Until last summer, my management experience was limited to self-employment. Being promoted to team manager in a Fortune 500 company has been enlightening, requiring me to become a whole different type of leader. Based on feedback, I have attained success due to a few steadfast ideologies.
- I pride myself on being a source of knowledge for my team. Before becoming a manager, I performed the same duties as the staff I now oversee. I know their job, and I am able to disseminate information to them in an understandable manner that enforces the relevance to their everyday tasks. Surprisingly, not all corporate managers are familiar with the functions performed by their team. My team has confidence that I know what I am talking about. As a result, other teams/departments now come to my team for trusted answers.
- I communicate my high but attainable expectations to my team. And I make sure that I provide the tools and knowledge needed to excel. Our positions involve a fair amount of writing. While other managers settle for employee write ups that are unclear or difficult to decipher, I continually work with my team to improve their written verbiage and grammar. This will translate to more success for them in future endeavors, because written skills demonstrate competence and intelligence. My team knows that I truly want them to do well beyond this job, which encourages loyalty and the desire to perform at their best.
- Respect is an earned action. It is not a right afforded to anyone simply for having the title of Manager. It is earned through action and by treating my employees the way that I would want to be treated in their shoes.

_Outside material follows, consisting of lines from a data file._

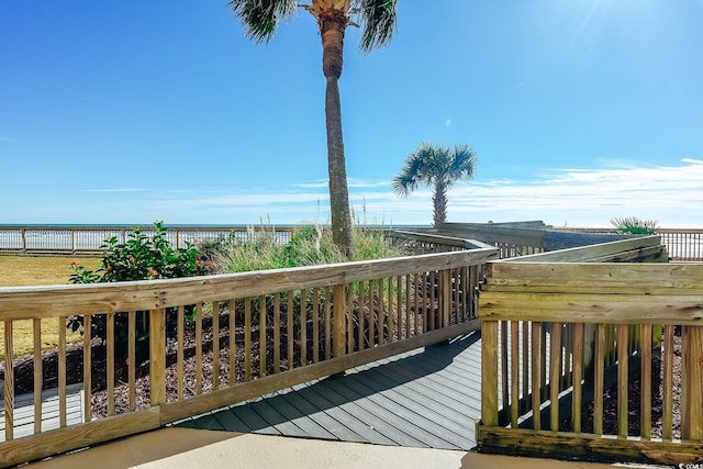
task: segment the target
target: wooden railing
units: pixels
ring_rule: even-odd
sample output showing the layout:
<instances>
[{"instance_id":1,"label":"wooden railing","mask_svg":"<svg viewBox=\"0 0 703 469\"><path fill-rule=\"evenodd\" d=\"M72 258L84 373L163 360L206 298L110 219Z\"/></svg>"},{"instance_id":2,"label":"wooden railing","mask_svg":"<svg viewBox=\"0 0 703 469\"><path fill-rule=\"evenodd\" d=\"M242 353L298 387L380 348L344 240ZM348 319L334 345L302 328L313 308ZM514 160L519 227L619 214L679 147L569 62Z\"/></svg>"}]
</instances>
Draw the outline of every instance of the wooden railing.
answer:
<instances>
[{"instance_id":1,"label":"wooden railing","mask_svg":"<svg viewBox=\"0 0 703 469\"><path fill-rule=\"evenodd\" d=\"M0 466L157 428L475 331L480 268L496 258L496 249L478 247L192 279L0 289ZM47 388L41 351L47 319L60 344L59 425L51 431L42 424L41 399ZM66 325L76 319L85 331L103 324L107 336L103 342L86 334L79 367L69 369ZM27 422L14 418L18 375L11 358L21 321L33 324L35 344ZM142 356L144 330L149 337ZM79 424L69 423L67 405L75 380L83 390ZM119 405L116 395L127 395L127 404Z\"/></svg>"},{"instance_id":2,"label":"wooden railing","mask_svg":"<svg viewBox=\"0 0 703 469\"><path fill-rule=\"evenodd\" d=\"M612 233L612 228L563 228L563 232L604 234ZM703 261L703 230L702 228L657 228L661 243L667 246L672 260Z\"/></svg>"},{"instance_id":3,"label":"wooden railing","mask_svg":"<svg viewBox=\"0 0 703 469\"><path fill-rule=\"evenodd\" d=\"M134 233L134 226L0 226L0 253L25 254L99 254L105 239L115 237L124 243ZM149 236L155 227L140 226ZM289 226L167 226L166 238L175 247L186 242L214 241L234 236L252 239L261 234L275 236L287 244L294 228Z\"/></svg>"},{"instance_id":4,"label":"wooden railing","mask_svg":"<svg viewBox=\"0 0 703 469\"><path fill-rule=\"evenodd\" d=\"M488 266L482 451L703 459L703 265L661 264L657 239Z\"/></svg>"},{"instance_id":5,"label":"wooden railing","mask_svg":"<svg viewBox=\"0 0 703 469\"><path fill-rule=\"evenodd\" d=\"M140 227L143 233L154 233L154 226ZM274 235L286 244L294 227L291 226L168 226L167 238L176 247L186 242L216 239L235 236L247 239L260 233ZM490 242L501 252L501 258L523 256L562 249L579 245L602 243L603 236L612 239L611 228L547 230L544 223L446 223L438 230L426 230L445 237L458 237ZM99 254L100 246L109 237L124 242L132 226L0 226L0 253L26 254ZM703 230L659 228L657 234L674 260L703 261Z\"/></svg>"}]
</instances>

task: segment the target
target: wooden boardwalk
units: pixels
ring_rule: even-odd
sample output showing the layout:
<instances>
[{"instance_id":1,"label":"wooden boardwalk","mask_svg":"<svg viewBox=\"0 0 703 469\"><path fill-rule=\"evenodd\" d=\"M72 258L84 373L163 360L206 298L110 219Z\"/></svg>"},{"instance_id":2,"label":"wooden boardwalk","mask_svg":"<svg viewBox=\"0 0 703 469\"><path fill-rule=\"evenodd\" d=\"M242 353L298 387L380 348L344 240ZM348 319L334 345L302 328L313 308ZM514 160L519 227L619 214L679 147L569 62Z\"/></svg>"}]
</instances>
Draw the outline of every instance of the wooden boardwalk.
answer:
<instances>
[{"instance_id":1,"label":"wooden boardwalk","mask_svg":"<svg viewBox=\"0 0 703 469\"><path fill-rule=\"evenodd\" d=\"M175 425L468 450L480 418L480 353L472 333Z\"/></svg>"},{"instance_id":2,"label":"wooden boardwalk","mask_svg":"<svg viewBox=\"0 0 703 469\"><path fill-rule=\"evenodd\" d=\"M48 389L42 392L42 432L58 428L59 420L58 390ZM14 401L14 438L34 434L34 394L18 395ZM83 422L83 387L70 384L66 387L66 425ZM4 436L4 401L0 399L0 443Z\"/></svg>"}]
</instances>

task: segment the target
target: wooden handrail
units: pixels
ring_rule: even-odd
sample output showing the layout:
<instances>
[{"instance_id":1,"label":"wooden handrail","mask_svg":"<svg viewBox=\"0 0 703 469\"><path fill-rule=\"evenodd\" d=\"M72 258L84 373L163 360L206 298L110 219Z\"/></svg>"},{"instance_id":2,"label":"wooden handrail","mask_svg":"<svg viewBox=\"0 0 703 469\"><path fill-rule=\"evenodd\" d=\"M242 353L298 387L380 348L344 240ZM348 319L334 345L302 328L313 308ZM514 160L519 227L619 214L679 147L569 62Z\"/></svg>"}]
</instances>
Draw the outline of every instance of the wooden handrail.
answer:
<instances>
[{"instance_id":1,"label":"wooden handrail","mask_svg":"<svg viewBox=\"0 0 703 469\"><path fill-rule=\"evenodd\" d=\"M489 264L479 304L482 450L674 465L703 457L703 264L661 264L667 256L655 249L657 243L659 236ZM683 418L681 440L672 445L674 327L681 336ZM662 357L663 442L651 439L654 354ZM628 428L634 366L641 367L643 389L637 439ZM603 431L605 382L617 386L615 434ZM589 434L581 422L587 392L594 404Z\"/></svg>"},{"instance_id":2,"label":"wooden handrail","mask_svg":"<svg viewBox=\"0 0 703 469\"><path fill-rule=\"evenodd\" d=\"M116 356L115 330L118 324L129 324L129 340L121 349L127 350L126 381L131 394L126 411L116 410L110 402L116 383L105 379L103 371L94 366L97 358L91 353L91 339L86 336L82 367L86 422L53 431L51 438L45 431L20 437L12 429L14 410L5 409L9 425L4 431L5 440L0 443L0 466L143 432L475 331L479 269L496 258L495 248L482 247L186 279L0 288L0 321L10 332L3 339L8 357L12 356L12 326L18 321L79 316L87 331L107 321L108 356L119 361L122 358ZM177 348L170 359L176 360L178 370L182 371L183 361L188 359L183 343L188 311L194 315L192 347L198 376L193 388L183 389L179 372L178 389L171 390L167 386L167 375L174 372L166 364L167 342L171 344L169 347ZM178 321L174 321L172 315ZM149 333L150 391L146 407L134 404L135 372L140 366L135 364L137 317L148 319L144 322ZM228 375L219 371L212 378L203 375L203 362L211 360L204 354L202 338L203 324L208 321L217 324L213 324L216 336L221 336L222 331L215 327L227 324L225 334L230 335L228 354L233 364ZM277 331L272 332L271 327ZM215 346L212 347L214 350ZM233 354L242 347L246 362L239 368L239 364L233 361ZM299 347L300 353L294 351ZM277 362L269 368L272 357ZM116 365L113 365L108 364L108 373L114 373ZM65 365L59 364L62 366L65 369ZM5 402L12 402L14 394L12 369L9 365L5 371L9 379ZM208 369L219 370L219 367L212 365ZM99 392L92 387L94 379L107 381L104 415L111 415L110 418L91 415L94 411L91 394ZM66 384L60 387L65 389Z\"/></svg>"}]
</instances>

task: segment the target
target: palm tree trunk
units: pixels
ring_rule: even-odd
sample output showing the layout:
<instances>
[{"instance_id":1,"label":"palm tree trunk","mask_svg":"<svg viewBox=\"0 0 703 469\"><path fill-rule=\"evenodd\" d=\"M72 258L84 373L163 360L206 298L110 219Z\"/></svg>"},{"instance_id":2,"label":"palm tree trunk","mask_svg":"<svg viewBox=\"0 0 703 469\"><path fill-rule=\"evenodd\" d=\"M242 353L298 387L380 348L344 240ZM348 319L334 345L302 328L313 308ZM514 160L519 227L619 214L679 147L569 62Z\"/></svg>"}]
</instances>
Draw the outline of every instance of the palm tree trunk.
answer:
<instances>
[{"instance_id":1,"label":"palm tree trunk","mask_svg":"<svg viewBox=\"0 0 703 469\"><path fill-rule=\"evenodd\" d=\"M435 193L432 196L434 202L434 225L435 227L447 221L447 188L443 183L435 186Z\"/></svg>"},{"instance_id":2,"label":"palm tree trunk","mask_svg":"<svg viewBox=\"0 0 703 469\"><path fill-rule=\"evenodd\" d=\"M319 18L322 36L322 68L327 80L325 90L325 121L327 130L327 168L330 172L330 209L334 244L350 259L352 214L347 187L344 138L342 135L342 104L338 80L342 76L344 31L347 16L337 10Z\"/></svg>"}]
</instances>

- I believe that I empower my team. I do this by giving them confidence in their abilities, rather than babysitting them. I know their strengths, and when appropriate, allow them the freedom to showcase their competence while working to improve any areas of opportunity. One employee was an adequate performer on his previous team where all of his work was double-checked despite his work quality and tenure, causing him to second-guess himself. After moving to my team, he was allowed to finalize his own work, and with the resulting self-confidence, became the department’s top producer.
Different leadership positions require different styles, and I have made some mistakes along the way, but I’ve learned from them. Using what I know, I strive to bring out the best in my team every day.